Но Лиза отрицательно мотает головой.
— Егор Иваныч, — снова начинает Маркушев, — братан за свой счет отпуск взял…
— Дело у тебя сейчас одно — сено стоговать! — сердито перебивает Трубников. — Ну кто, скажи, в разгар сеноуборочной свадьбы играет?.. У тебя все на работу вышли?

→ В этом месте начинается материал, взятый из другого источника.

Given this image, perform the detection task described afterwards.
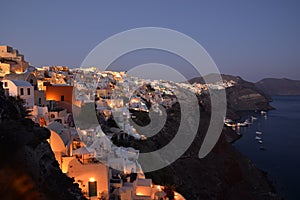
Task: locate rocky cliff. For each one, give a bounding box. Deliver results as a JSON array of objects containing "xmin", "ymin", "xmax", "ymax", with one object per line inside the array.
[{"xmin": 108, "ymin": 81, "xmax": 280, "ymax": 200}]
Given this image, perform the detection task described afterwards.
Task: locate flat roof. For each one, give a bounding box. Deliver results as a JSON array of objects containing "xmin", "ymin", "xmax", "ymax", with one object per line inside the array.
[{"xmin": 7, "ymin": 80, "xmax": 32, "ymax": 86}]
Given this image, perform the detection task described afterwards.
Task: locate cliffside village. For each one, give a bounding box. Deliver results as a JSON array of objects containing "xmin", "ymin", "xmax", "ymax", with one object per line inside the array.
[{"xmin": 0, "ymin": 46, "xmax": 235, "ymax": 200}]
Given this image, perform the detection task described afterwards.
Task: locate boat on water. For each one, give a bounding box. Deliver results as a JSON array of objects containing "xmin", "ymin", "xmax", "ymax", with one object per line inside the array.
[
  {"xmin": 251, "ymin": 116, "xmax": 257, "ymax": 121},
  {"xmin": 259, "ymin": 146, "xmax": 267, "ymax": 151},
  {"xmin": 255, "ymin": 131, "xmax": 262, "ymax": 135},
  {"xmin": 260, "ymin": 110, "xmax": 267, "ymax": 115}
]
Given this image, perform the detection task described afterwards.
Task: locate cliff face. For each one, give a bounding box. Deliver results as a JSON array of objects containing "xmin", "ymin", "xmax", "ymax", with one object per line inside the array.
[
  {"xmin": 0, "ymin": 82, "xmax": 85, "ymax": 200},
  {"xmin": 255, "ymin": 78, "xmax": 300, "ymax": 95},
  {"xmin": 189, "ymin": 74, "xmax": 273, "ymax": 115},
  {"xmin": 109, "ymin": 97, "xmax": 280, "ymax": 200}
]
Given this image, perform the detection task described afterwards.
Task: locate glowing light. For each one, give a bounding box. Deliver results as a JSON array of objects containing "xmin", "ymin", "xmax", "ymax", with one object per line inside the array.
[{"xmin": 89, "ymin": 177, "xmax": 96, "ymax": 182}]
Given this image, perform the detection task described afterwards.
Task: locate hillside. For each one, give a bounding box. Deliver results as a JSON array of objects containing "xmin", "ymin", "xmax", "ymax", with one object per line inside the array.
[
  {"xmin": 189, "ymin": 74, "xmax": 273, "ymax": 115},
  {"xmin": 255, "ymin": 78, "xmax": 300, "ymax": 96}
]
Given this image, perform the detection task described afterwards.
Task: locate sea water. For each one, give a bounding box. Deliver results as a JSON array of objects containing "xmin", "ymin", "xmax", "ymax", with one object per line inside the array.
[{"xmin": 234, "ymin": 96, "xmax": 300, "ymax": 200}]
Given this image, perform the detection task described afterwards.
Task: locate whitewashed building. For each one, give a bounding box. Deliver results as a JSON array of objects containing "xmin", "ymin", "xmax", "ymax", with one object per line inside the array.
[{"xmin": 2, "ymin": 80, "xmax": 34, "ymax": 107}]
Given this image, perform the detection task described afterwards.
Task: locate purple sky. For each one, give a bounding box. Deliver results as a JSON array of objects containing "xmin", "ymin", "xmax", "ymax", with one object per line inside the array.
[{"xmin": 0, "ymin": 0, "xmax": 300, "ymax": 81}]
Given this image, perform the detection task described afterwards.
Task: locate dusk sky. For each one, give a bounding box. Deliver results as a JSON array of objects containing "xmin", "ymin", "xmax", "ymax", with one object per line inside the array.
[{"xmin": 0, "ymin": 0, "xmax": 300, "ymax": 81}]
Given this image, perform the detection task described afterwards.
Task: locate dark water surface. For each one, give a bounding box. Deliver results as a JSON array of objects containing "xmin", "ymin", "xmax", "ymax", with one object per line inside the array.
[{"xmin": 234, "ymin": 96, "xmax": 300, "ymax": 200}]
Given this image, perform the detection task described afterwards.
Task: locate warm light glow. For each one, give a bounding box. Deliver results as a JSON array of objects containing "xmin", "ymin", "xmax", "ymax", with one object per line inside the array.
[{"xmin": 89, "ymin": 177, "xmax": 96, "ymax": 182}]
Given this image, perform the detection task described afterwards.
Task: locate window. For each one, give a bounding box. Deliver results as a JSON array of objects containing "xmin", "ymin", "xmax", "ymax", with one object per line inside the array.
[{"xmin": 20, "ymin": 88, "xmax": 24, "ymax": 96}]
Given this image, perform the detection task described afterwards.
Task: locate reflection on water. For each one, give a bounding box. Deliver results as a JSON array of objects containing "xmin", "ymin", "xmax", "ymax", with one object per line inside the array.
[{"xmin": 234, "ymin": 96, "xmax": 300, "ymax": 199}]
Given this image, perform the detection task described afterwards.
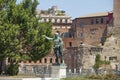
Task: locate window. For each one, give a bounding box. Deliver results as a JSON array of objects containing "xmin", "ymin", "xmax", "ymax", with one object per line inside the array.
[
  {"xmin": 80, "ymin": 33, "xmax": 83, "ymax": 38},
  {"xmin": 101, "ymin": 18, "xmax": 104, "ymax": 23},
  {"xmin": 39, "ymin": 59, "xmax": 41, "ymax": 63},
  {"xmin": 96, "ymin": 19, "xmax": 99, "ymax": 24},
  {"xmin": 50, "ymin": 58, "xmax": 52, "ymax": 63},
  {"xmin": 91, "ymin": 19, "xmax": 94, "ymax": 24},
  {"xmin": 109, "ymin": 56, "xmax": 117, "ymax": 61},
  {"xmin": 80, "ymin": 22, "xmax": 85, "ymax": 27},
  {"xmin": 69, "ymin": 42, "xmax": 72, "ymax": 47}
]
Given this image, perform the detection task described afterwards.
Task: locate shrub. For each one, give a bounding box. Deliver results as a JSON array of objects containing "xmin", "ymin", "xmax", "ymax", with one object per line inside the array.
[{"xmin": 5, "ymin": 63, "xmax": 19, "ymax": 76}]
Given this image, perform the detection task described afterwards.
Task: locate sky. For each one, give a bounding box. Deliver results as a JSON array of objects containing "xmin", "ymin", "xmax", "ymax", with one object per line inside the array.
[
  {"xmin": 37, "ymin": 0, "xmax": 113, "ymax": 18},
  {"xmin": 18, "ymin": 0, "xmax": 113, "ymax": 18}
]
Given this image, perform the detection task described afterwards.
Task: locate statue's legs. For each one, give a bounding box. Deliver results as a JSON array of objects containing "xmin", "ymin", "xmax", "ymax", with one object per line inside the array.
[
  {"xmin": 54, "ymin": 48, "xmax": 59, "ymax": 64},
  {"xmin": 59, "ymin": 47, "xmax": 63, "ymax": 63}
]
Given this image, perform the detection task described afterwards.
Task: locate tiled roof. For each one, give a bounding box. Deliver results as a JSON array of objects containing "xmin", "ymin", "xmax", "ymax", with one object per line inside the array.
[{"xmin": 79, "ymin": 12, "xmax": 112, "ymax": 18}]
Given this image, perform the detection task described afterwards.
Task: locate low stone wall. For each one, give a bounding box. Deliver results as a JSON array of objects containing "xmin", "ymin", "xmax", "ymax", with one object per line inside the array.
[{"xmin": 0, "ymin": 78, "xmax": 60, "ymax": 80}]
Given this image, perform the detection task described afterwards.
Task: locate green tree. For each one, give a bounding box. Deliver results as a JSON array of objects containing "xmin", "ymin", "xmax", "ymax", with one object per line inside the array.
[
  {"xmin": 0, "ymin": 0, "xmax": 52, "ymax": 75},
  {"xmin": 93, "ymin": 54, "xmax": 101, "ymax": 74}
]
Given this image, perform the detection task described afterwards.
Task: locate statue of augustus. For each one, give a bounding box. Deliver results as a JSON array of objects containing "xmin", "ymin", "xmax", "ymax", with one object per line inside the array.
[{"xmin": 43, "ymin": 32, "xmax": 63, "ymax": 64}]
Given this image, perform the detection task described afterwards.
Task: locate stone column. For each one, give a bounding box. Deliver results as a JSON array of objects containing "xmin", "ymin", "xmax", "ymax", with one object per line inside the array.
[{"xmin": 113, "ymin": 0, "xmax": 120, "ymax": 27}]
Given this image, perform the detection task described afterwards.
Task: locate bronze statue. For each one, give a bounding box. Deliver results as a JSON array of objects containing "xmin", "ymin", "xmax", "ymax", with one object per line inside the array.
[{"xmin": 43, "ymin": 32, "xmax": 63, "ymax": 64}]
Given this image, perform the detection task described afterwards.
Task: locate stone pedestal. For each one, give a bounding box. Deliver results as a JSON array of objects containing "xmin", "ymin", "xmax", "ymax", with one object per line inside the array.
[{"xmin": 51, "ymin": 64, "xmax": 66, "ymax": 78}]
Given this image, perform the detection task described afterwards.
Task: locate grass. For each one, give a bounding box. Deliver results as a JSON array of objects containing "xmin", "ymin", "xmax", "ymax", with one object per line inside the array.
[
  {"xmin": 61, "ymin": 76, "xmax": 98, "ymax": 80},
  {"xmin": 0, "ymin": 74, "xmax": 40, "ymax": 78}
]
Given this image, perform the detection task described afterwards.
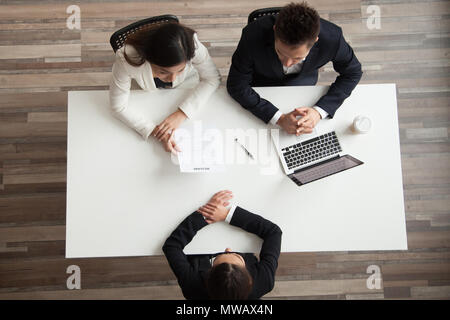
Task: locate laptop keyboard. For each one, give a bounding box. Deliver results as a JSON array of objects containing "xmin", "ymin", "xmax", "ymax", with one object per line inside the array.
[{"xmin": 281, "ymin": 131, "xmax": 342, "ymax": 169}]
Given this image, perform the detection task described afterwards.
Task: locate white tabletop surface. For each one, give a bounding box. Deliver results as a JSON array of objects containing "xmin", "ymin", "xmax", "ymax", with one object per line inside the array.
[{"xmin": 66, "ymin": 84, "xmax": 407, "ymax": 258}]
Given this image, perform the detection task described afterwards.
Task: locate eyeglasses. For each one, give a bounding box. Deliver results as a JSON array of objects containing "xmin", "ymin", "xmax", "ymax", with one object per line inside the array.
[{"xmin": 209, "ymin": 251, "xmax": 244, "ymax": 265}]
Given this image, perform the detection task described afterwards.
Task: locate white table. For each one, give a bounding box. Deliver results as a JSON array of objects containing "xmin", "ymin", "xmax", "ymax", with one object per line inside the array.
[{"xmin": 66, "ymin": 84, "xmax": 407, "ymax": 258}]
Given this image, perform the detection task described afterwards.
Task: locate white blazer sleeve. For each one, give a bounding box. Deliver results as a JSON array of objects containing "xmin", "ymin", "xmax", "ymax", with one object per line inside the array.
[
  {"xmin": 179, "ymin": 33, "xmax": 220, "ymax": 118},
  {"xmin": 109, "ymin": 50, "xmax": 155, "ymax": 139}
]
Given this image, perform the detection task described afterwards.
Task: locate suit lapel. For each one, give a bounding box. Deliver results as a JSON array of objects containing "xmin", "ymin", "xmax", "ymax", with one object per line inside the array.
[
  {"xmin": 299, "ymin": 41, "xmax": 319, "ymax": 75},
  {"xmin": 266, "ymin": 29, "xmax": 284, "ymax": 79}
]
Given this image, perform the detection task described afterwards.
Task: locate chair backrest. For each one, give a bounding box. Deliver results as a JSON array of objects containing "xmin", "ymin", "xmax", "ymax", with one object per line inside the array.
[
  {"xmin": 248, "ymin": 7, "xmax": 282, "ymax": 23},
  {"xmin": 109, "ymin": 14, "xmax": 178, "ymax": 52}
]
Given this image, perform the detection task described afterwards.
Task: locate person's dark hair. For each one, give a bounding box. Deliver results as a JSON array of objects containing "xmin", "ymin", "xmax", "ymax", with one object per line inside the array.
[
  {"xmin": 275, "ymin": 1, "xmax": 320, "ymax": 48},
  {"xmin": 124, "ymin": 23, "xmax": 195, "ymax": 67},
  {"xmin": 206, "ymin": 263, "xmax": 253, "ymax": 300}
]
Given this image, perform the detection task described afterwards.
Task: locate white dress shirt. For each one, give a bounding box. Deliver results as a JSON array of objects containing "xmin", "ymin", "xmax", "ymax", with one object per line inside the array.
[
  {"xmin": 270, "ymin": 58, "xmax": 328, "ymax": 125},
  {"xmin": 109, "ymin": 33, "xmax": 220, "ymax": 139}
]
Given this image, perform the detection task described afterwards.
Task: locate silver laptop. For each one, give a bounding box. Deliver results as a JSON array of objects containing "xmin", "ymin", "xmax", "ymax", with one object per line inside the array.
[{"xmin": 272, "ymin": 125, "xmax": 363, "ymax": 186}]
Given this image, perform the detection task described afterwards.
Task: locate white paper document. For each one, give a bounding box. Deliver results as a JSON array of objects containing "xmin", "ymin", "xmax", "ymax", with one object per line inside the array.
[{"xmin": 174, "ymin": 124, "xmax": 225, "ymax": 173}]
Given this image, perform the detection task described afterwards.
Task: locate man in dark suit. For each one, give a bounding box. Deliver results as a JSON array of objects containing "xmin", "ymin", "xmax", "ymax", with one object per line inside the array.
[
  {"xmin": 163, "ymin": 190, "xmax": 281, "ymax": 300},
  {"xmin": 227, "ymin": 2, "xmax": 362, "ymax": 135}
]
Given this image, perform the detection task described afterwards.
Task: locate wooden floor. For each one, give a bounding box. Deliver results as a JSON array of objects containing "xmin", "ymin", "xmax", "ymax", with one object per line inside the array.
[{"xmin": 0, "ymin": 0, "xmax": 450, "ymax": 299}]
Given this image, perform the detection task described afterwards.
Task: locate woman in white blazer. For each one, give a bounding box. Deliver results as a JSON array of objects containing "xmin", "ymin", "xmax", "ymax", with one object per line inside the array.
[{"xmin": 109, "ymin": 23, "xmax": 220, "ymax": 153}]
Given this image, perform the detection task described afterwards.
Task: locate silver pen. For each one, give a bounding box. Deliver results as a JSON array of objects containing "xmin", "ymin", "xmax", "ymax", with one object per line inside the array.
[{"xmin": 234, "ymin": 138, "xmax": 255, "ymax": 160}]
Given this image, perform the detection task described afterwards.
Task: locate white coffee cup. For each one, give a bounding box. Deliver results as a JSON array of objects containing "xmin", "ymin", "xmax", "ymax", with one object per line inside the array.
[{"xmin": 352, "ymin": 115, "xmax": 372, "ymax": 133}]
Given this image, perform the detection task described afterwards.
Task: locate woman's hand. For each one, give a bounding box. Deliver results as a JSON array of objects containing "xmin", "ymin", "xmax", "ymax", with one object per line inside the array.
[
  {"xmin": 160, "ymin": 131, "xmax": 181, "ymax": 154},
  {"xmin": 197, "ymin": 190, "xmax": 233, "ymax": 223},
  {"xmin": 150, "ymin": 109, "xmax": 187, "ymax": 141}
]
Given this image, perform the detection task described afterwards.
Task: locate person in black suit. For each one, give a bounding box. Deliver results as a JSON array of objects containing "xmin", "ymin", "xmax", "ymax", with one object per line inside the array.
[
  {"xmin": 227, "ymin": 2, "xmax": 362, "ymax": 135},
  {"xmin": 163, "ymin": 190, "xmax": 282, "ymax": 300}
]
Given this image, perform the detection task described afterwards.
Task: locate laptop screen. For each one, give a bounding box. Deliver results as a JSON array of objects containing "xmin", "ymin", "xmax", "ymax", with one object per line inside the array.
[{"xmin": 289, "ymin": 155, "xmax": 363, "ymax": 185}]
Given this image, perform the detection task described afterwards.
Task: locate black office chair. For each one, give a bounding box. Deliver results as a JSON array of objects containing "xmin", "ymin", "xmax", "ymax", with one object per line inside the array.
[
  {"xmin": 109, "ymin": 14, "xmax": 179, "ymax": 52},
  {"xmin": 247, "ymin": 7, "xmax": 282, "ymax": 24}
]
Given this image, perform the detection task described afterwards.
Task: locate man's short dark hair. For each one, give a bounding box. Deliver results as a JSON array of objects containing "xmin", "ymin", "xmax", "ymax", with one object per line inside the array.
[
  {"xmin": 275, "ymin": 1, "xmax": 320, "ymax": 48},
  {"xmin": 206, "ymin": 263, "xmax": 253, "ymax": 300}
]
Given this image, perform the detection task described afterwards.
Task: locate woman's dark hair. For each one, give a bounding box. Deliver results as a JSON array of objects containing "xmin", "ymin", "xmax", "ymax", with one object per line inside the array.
[
  {"xmin": 275, "ymin": 1, "xmax": 320, "ymax": 48},
  {"xmin": 206, "ymin": 263, "xmax": 253, "ymax": 300},
  {"xmin": 124, "ymin": 23, "xmax": 195, "ymax": 67}
]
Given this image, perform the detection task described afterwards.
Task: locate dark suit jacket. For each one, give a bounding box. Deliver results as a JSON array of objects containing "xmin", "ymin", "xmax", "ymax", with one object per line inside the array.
[
  {"xmin": 163, "ymin": 207, "xmax": 281, "ymax": 299},
  {"xmin": 227, "ymin": 16, "xmax": 362, "ymax": 123}
]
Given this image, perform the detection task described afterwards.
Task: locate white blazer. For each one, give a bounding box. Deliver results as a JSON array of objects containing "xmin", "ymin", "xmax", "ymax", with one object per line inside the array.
[{"xmin": 109, "ymin": 33, "xmax": 220, "ymax": 139}]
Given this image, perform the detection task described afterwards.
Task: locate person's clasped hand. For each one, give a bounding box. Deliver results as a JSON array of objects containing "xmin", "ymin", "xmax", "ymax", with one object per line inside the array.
[
  {"xmin": 150, "ymin": 109, "xmax": 187, "ymax": 141},
  {"xmin": 277, "ymin": 107, "xmax": 321, "ymax": 136},
  {"xmin": 197, "ymin": 190, "xmax": 233, "ymax": 223},
  {"xmin": 150, "ymin": 109, "xmax": 187, "ymax": 154},
  {"xmin": 160, "ymin": 131, "xmax": 181, "ymax": 154}
]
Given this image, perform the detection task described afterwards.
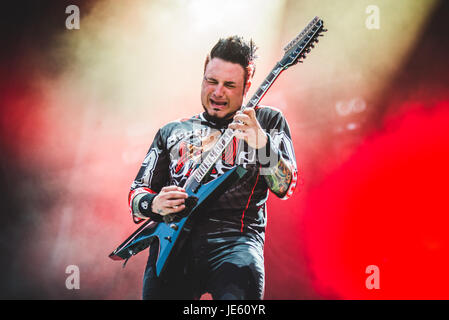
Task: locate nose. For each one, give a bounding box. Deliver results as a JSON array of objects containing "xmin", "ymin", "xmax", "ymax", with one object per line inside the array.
[{"xmin": 214, "ymin": 84, "xmax": 224, "ymax": 98}]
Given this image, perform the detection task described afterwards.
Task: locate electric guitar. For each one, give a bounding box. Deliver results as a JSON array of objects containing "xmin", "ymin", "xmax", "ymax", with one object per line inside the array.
[{"xmin": 109, "ymin": 17, "xmax": 327, "ymax": 276}]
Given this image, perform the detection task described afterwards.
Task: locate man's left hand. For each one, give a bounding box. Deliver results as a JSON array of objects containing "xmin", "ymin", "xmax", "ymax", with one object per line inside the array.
[{"xmin": 229, "ymin": 108, "xmax": 268, "ymax": 149}]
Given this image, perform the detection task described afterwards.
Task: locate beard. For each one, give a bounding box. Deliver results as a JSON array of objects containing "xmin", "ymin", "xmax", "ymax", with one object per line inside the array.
[{"xmin": 202, "ymin": 103, "xmax": 237, "ymax": 125}]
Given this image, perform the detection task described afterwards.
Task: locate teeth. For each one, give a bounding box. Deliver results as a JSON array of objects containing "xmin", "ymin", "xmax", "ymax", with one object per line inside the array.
[{"xmin": 210, "ymin": 99, "xmax": 227, "ymax": 106}]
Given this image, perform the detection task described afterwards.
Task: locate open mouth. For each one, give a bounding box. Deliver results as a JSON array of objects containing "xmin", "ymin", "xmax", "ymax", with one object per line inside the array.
[{"xmin": 209, "ymin": 98, "xmax": 228, "ymax": 109}]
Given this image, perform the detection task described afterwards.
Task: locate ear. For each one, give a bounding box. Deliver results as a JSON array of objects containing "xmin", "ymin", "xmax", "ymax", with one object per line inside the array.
[{"xmin": 243, "ymin": 80, "xmax": 252, "ymax": 97}]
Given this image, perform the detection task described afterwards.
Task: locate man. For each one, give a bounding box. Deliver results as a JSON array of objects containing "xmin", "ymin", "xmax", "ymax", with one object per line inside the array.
[{"xmin": 129, "ymin": 36, "xmax": 296, "ymax": 299}]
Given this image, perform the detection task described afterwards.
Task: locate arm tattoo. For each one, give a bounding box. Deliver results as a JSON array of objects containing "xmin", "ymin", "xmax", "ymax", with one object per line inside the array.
[{"xmin": 264, "ymin": 158, "xmax": 292, "ymax": 197}]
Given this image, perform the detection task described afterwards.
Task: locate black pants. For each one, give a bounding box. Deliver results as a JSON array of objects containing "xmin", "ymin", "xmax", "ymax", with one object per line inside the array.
[{"xmin": 142, "ymin": 233, "xmax": 264, "ymax": 300}]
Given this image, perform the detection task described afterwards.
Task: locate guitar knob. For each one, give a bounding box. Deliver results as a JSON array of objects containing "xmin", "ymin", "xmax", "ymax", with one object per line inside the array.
[{"xmin": 170, "ymin": 223, "xmax": 178, "ymax": 231}]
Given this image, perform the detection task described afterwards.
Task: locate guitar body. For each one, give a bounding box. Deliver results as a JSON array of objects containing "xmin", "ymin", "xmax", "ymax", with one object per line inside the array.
[{"xmin": 109, "ymin": 166, "xmax": 247, "ymax": 276}]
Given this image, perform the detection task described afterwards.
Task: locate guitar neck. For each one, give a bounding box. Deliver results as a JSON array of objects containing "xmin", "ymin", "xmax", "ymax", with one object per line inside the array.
[{"xmin": 187, "ymin": 62, "xmax": 284, "ymax": 183}]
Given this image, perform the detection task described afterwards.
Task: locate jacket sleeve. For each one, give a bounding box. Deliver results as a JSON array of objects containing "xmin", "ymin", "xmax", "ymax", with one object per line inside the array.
[{"xmin": 128, "ymin": 130, "xmax": 170, "ymax": 223}]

— Опять двое филонят, — жалобно говорит Маркушев, — Мотя Постникова и Евдокия Трубникова.
— Чего же ты молчишь?
Они подходят к опрятному домику с палисадником. Мотя будто ждала их.
— Милости просим, Егор Иваныч, простите, не убрано!
— Не мельтешись, — остановил ее Трубников. — Отчего второй день на работу не выходишь?
— По-божески? — спрашивает Мотя. Трубников кивает.
— Лучше я вам по-партийному скажу… Свинка у меня опоросилась. И, понимаешь, пропало у ней молоко. Я поросяточек сама молоком из бутылки отпаивала. Веришь, цельные сутки глаз не сомкнула.